From Word Embedding to Language Model(1)

Deep Learning Basement

There are some basic important concepts in deep learning.

Backpropagation Network

BP Network is a special case of Feedforward networks, constituted by nonlinear continuous transformation units, and adjusted by error back propagation algorithm. The BP algorithm can be divided into two phases: propagation and weight update.

Also, some techniques are used to improve BP algorithm. For instance, gentic algorithm (supervised) and RBM (unsupervised), Auto-decoder (Deep Learning) can be in order to search for good weights before training.

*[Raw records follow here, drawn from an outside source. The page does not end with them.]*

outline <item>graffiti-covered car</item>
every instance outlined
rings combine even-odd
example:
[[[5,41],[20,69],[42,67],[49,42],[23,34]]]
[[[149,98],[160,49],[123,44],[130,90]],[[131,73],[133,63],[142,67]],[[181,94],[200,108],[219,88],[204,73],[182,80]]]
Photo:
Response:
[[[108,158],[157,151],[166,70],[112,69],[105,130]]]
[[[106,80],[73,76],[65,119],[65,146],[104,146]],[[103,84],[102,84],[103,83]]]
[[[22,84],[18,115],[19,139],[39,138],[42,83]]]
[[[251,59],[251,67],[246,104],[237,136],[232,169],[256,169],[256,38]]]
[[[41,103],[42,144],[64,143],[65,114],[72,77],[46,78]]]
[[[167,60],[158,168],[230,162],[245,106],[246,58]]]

Distributed Representations

In contrast to the “atomic” or “localist” representations employed in traditional cognitive science, a distributed representation is one in which “each entity is represented by a pattern of activity distributed over many computing elements, and each computing element is involved in representing many different entities.”

Yoshua Bengio gave a vivid analogy between “local” and “distributed” in his given talk, Learning to Represent Semantics.

Deep Learning Motivation for Semantics

In Language Model, given a probability for a longer word sequence, \(P(w_{1},...,w_{l})=\prod_{t}P(w_{t}|w{t-1},...,w_{t-n+1})\), we then predict P(next word|context). And in traditional n-gram Language Model, we use counts and smoothing to calculate the conditional probability.

However, the traditional n-gram LM fails with Curse of dimensionality: a word sequence on which the model will be tested is likely to be different from all the word sequences seen during training.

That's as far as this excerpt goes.